中国恒大の資金流用防止へ 地方政府が管理強化

香港にある中国恒大集団の建物=2018年3月(ロイター=共同)
香港にある中国恒大集団の建物=2018年3月(ロイター=共同)

【北京=三塚聖平】中国誌の財新(電子版)は27日までに、巨額負債で経営危機に陥っている中国不動産大手、中国恒大(こうだい)集団が住宅建設資金を別事業の債務返済に流用するのを防ぐため、中国各地の地方政府が恒大専用の口座開設を進めていると報じた。建設計画が頓挫して住宅購入者に混乱が広がることを防ぐ狙いで、地方政府が同社への管理を強め始めている。

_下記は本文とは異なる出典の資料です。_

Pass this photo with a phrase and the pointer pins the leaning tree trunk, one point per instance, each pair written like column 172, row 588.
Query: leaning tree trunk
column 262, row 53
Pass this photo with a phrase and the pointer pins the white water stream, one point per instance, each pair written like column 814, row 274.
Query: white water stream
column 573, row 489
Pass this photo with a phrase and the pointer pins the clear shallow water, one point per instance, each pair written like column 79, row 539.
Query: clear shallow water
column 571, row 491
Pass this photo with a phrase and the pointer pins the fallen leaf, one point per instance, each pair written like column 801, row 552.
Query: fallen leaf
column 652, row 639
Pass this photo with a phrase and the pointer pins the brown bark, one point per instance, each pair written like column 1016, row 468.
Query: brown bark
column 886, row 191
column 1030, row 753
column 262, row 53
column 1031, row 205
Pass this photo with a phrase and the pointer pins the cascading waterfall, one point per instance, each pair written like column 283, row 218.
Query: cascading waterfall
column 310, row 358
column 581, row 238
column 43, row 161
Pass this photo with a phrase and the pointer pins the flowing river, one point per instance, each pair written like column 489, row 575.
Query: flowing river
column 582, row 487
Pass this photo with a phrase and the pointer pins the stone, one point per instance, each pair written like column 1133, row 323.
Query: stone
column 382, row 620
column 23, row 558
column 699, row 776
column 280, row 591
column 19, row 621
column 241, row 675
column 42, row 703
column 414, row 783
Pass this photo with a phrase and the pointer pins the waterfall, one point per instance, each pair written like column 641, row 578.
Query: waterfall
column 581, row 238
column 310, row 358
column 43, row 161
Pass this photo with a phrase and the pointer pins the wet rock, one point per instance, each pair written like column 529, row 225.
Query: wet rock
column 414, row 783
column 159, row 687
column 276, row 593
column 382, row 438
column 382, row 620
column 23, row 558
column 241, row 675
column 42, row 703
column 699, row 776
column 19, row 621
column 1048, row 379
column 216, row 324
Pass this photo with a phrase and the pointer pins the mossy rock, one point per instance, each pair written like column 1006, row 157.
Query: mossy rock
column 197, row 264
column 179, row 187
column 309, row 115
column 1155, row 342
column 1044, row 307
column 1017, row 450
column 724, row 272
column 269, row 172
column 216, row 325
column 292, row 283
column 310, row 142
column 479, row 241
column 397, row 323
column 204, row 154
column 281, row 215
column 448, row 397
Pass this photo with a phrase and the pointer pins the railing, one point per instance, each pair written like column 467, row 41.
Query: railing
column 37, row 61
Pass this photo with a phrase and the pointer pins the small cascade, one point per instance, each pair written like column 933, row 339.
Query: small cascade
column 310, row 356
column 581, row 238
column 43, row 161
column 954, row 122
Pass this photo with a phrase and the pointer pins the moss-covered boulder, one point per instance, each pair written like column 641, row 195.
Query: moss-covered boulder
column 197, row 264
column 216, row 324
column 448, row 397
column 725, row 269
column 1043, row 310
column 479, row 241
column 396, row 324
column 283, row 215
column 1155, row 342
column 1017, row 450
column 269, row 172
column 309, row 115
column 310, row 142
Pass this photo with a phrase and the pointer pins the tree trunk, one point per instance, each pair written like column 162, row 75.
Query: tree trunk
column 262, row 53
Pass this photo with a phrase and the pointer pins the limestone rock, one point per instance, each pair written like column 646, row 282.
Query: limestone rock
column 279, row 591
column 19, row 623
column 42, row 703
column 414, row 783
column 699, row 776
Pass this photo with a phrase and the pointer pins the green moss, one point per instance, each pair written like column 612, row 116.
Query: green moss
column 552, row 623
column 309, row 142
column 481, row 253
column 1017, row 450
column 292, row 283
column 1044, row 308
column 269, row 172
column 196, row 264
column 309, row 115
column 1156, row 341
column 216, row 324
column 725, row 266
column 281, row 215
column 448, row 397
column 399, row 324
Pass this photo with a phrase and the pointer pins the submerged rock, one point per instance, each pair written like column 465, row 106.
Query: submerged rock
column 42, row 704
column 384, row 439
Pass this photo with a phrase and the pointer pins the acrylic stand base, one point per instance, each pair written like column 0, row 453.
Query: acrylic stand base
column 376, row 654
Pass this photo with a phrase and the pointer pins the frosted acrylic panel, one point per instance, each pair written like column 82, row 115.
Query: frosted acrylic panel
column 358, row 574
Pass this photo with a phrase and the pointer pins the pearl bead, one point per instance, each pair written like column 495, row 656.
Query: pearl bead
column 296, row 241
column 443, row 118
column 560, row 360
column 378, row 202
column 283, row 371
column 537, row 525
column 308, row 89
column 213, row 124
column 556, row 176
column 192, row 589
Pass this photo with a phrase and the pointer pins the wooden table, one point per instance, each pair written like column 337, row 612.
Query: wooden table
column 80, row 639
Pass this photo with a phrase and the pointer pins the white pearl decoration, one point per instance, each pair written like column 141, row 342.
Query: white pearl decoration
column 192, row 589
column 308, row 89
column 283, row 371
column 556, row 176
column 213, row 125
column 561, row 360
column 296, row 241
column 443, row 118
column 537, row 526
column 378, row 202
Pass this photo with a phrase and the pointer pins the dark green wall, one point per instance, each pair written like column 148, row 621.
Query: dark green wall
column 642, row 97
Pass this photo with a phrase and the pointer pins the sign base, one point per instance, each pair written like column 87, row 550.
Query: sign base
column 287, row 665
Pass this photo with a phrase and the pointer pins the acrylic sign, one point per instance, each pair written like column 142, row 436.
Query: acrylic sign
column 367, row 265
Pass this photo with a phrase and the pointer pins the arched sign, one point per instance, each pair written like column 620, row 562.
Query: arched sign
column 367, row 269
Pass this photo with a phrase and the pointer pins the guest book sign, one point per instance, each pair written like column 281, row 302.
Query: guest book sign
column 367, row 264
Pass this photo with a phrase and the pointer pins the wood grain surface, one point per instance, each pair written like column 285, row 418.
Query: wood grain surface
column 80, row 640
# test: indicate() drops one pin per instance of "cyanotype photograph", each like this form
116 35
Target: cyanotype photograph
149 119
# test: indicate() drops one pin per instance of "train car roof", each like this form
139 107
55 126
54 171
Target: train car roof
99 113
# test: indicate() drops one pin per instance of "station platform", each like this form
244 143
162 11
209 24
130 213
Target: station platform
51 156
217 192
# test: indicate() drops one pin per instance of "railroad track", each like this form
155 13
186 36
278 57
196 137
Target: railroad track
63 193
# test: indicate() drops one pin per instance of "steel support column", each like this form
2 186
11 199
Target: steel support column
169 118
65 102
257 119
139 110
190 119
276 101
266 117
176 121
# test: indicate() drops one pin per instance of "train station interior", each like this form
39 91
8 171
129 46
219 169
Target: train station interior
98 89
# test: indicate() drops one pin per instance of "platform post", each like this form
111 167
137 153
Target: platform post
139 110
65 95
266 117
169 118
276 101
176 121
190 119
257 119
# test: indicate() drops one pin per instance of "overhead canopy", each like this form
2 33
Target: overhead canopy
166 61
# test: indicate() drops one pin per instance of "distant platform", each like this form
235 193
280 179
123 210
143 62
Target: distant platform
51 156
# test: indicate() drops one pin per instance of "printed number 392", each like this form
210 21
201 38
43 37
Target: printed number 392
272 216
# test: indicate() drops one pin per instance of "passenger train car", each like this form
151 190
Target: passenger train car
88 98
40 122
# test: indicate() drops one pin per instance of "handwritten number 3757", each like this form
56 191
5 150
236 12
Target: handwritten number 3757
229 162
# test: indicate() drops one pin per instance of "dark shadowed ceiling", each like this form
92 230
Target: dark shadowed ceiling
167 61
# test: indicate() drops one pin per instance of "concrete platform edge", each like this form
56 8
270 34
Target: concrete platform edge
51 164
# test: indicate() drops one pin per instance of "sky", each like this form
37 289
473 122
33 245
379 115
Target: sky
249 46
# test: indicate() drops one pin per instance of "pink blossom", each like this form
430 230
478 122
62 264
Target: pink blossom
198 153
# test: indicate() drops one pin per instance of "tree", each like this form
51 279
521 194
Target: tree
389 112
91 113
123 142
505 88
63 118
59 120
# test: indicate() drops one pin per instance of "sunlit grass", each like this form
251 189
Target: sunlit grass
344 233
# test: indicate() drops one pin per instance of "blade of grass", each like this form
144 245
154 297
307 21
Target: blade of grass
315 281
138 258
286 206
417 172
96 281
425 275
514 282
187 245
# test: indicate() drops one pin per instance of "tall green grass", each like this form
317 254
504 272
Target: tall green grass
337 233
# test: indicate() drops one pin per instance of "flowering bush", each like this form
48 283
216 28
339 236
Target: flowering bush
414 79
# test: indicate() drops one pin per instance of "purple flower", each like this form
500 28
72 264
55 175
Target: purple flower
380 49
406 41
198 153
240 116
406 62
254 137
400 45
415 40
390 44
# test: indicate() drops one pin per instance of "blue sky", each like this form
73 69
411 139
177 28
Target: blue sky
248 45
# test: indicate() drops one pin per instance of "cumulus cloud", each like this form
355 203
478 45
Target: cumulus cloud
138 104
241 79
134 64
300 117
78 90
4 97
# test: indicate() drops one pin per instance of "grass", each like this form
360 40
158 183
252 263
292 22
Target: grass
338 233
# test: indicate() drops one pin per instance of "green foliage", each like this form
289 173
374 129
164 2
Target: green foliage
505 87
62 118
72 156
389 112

財新によると、恒大は1200カ所以上の住宅などを販売しており、建設途中のものも多数あるもようだ。少なくとも江蘇、安徽、河南、貴州など8省・自治区と広東省の一部都市で8月末から、住宅購入者が恒大に支払った資金を保全するための専用口座を開設しているという。

恒大は、不動産開発以外の事業でも資金繰りが悪化している。地方政府は、住宅建設に必要な資金が他事業の穴埋めなどに使われることを警戒している。

同社傘下で電気自動車(EV)事業を手掛ける中国恒大新能源汽車集団(恒大汽車)は26日夜、中国版ナスダックと呼ばれる上海証券取引所の新興企業向け株式市場「科創板(かそうばん)」への上場を断念すると発表。恒大汽車は香港市場に上場しているが、今後の資金繰りに影響する可能性がある。